This article explores various innovative ways that technology companies are working upon to deal with the large amount of heat of their big data centers. Microsoft’s research and development team is working on designing and building of an underwater data center. Researchers believe that underwater data centers might have power, construction, and performance advantages as well. Berkeley’s National Energy Research Scientific Computing Center (NERSC) recycles its chilled water. NERSC uses air to chill the data center and cooler-running components, such as disk drives, routers, and network servers. With the growing efficiency of data centers, better cooling might not be enough to make underwater operations worthwhile. But cooling is only one of the advantages that Microsoft sees in submerging its data centers. Submersibles also simplify deployment. Microsoft used an underwater cable connected to the electrical grid to power Leona Philpot, a submersible data center. In the future, it may reduce costs through renewable energy, combined with on-site energy storage and backup power from the grid.
Computer scientist Ben Cutler had spent four years at DARPA, the Defense Advanced Research Projects Agency, piloting large programs to develop military battlefield software. Now he was ready to return home to Seattle.
The problem was, he needed a job.
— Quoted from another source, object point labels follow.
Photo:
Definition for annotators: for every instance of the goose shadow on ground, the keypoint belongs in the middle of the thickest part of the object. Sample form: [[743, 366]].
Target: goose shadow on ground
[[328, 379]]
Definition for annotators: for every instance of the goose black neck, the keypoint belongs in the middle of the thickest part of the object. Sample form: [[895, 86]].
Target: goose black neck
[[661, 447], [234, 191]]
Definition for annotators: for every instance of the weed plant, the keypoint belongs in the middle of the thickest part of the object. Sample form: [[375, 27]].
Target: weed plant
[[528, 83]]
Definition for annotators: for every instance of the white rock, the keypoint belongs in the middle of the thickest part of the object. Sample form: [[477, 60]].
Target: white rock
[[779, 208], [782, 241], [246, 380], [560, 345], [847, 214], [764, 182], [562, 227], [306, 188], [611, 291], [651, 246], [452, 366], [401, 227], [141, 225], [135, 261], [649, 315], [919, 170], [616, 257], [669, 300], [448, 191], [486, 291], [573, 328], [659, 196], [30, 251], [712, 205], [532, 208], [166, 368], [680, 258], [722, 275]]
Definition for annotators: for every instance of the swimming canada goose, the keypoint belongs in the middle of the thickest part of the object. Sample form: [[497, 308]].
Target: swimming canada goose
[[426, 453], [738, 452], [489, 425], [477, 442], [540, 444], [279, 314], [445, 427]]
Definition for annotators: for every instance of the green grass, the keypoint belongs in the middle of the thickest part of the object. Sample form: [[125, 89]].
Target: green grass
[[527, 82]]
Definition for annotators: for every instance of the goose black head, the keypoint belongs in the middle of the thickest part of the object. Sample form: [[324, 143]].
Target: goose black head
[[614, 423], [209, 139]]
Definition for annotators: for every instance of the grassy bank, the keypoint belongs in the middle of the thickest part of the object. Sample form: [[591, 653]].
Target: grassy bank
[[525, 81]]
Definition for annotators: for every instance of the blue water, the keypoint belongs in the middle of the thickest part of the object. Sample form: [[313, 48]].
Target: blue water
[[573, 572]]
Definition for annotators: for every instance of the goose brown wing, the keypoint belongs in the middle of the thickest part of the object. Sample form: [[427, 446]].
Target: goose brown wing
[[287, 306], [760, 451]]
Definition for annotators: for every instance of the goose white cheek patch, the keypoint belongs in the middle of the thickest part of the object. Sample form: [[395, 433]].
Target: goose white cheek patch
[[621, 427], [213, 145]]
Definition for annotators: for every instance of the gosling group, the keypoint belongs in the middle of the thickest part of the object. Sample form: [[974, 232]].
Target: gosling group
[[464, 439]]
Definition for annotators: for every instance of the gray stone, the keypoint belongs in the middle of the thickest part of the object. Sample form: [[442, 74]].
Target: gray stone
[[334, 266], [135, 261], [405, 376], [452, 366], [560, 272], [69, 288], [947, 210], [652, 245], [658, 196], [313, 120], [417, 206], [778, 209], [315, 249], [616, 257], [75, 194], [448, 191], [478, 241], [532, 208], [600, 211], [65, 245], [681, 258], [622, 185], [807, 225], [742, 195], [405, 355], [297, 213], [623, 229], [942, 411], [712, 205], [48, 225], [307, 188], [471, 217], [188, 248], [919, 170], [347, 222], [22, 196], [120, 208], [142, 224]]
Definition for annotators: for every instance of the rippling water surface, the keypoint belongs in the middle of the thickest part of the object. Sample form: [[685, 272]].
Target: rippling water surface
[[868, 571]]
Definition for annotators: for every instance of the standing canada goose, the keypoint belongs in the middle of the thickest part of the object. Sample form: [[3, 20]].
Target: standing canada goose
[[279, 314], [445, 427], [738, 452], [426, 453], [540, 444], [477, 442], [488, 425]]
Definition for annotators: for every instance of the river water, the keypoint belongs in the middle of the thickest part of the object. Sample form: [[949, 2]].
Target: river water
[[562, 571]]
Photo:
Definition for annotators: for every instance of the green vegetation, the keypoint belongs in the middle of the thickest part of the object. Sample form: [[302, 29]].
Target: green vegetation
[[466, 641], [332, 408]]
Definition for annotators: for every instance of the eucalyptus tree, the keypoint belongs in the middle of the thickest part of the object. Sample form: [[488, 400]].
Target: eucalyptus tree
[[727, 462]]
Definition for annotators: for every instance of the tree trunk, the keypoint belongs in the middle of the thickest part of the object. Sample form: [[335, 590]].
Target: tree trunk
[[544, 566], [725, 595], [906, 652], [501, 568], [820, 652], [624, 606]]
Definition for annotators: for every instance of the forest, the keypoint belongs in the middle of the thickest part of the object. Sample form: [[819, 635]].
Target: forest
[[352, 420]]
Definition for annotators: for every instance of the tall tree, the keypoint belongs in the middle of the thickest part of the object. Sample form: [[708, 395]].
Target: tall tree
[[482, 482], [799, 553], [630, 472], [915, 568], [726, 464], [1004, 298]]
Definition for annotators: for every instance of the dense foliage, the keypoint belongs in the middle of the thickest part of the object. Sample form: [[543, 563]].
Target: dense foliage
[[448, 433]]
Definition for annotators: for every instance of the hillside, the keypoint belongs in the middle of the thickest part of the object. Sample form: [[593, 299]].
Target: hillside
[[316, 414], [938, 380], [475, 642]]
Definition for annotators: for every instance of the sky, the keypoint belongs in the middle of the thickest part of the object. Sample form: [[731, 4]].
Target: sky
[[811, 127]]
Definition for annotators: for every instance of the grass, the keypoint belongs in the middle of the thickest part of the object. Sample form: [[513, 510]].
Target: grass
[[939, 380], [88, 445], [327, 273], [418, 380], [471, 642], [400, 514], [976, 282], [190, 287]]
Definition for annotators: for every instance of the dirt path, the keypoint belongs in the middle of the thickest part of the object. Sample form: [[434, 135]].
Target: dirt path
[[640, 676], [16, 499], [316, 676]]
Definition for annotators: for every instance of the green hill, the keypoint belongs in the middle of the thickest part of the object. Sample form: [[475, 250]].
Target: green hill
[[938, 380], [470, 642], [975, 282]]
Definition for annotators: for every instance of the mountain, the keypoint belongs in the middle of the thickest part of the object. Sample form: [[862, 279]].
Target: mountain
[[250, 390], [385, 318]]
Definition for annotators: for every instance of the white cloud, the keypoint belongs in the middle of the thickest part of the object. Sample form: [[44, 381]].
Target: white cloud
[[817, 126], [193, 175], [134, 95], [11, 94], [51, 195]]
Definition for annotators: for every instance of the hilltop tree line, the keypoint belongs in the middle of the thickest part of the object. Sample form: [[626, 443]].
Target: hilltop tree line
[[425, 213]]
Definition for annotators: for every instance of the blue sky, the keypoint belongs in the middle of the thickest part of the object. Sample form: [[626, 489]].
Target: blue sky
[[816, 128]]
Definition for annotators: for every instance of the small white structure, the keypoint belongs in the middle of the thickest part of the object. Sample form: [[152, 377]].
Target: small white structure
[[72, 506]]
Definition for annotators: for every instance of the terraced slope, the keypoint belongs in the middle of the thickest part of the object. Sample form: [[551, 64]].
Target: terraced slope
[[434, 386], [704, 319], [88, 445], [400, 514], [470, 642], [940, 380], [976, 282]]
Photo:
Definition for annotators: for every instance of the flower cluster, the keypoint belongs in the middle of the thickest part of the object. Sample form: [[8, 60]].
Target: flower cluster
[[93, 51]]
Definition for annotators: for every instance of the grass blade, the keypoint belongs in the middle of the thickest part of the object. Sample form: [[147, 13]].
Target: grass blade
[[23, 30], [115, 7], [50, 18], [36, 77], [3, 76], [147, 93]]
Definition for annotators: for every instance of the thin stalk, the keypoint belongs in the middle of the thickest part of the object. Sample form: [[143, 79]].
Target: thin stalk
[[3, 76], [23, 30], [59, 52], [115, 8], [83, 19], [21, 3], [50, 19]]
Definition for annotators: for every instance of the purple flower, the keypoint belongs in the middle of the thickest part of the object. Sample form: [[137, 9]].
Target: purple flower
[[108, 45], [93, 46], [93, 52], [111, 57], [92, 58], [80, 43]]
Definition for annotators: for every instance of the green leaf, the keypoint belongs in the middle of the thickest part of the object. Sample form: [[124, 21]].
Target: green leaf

So he started reaching out to people he knew in the Seattle area, including Norm Whitaker, a former DARPA deputy director. Microsoft recruited Whitaker from DARPA six months earlier to head up Microsoft Research's Special Projects group, which was dedicated to high risk, high payoff projects.
Whitaker, it turned out, had a job for him. He asked Cutler if he wanted to design and build an underwater data center.
“My first reaction was, ‘I’m not going to Microsoft if this is what they’re doing,”’ Cutler said. “I think I had the same reaction anybody does—it doesn’t make any sense.”
Data centers provide computing power for everything from corporate networks and websites to streaming video and smartphone apps. Submersing racks of electronics in water, where small problems would go unfixed and a single leak could take down the entire system, is not something most engineers would readily embrace.
Cutler rejected the underwater data center out of hand.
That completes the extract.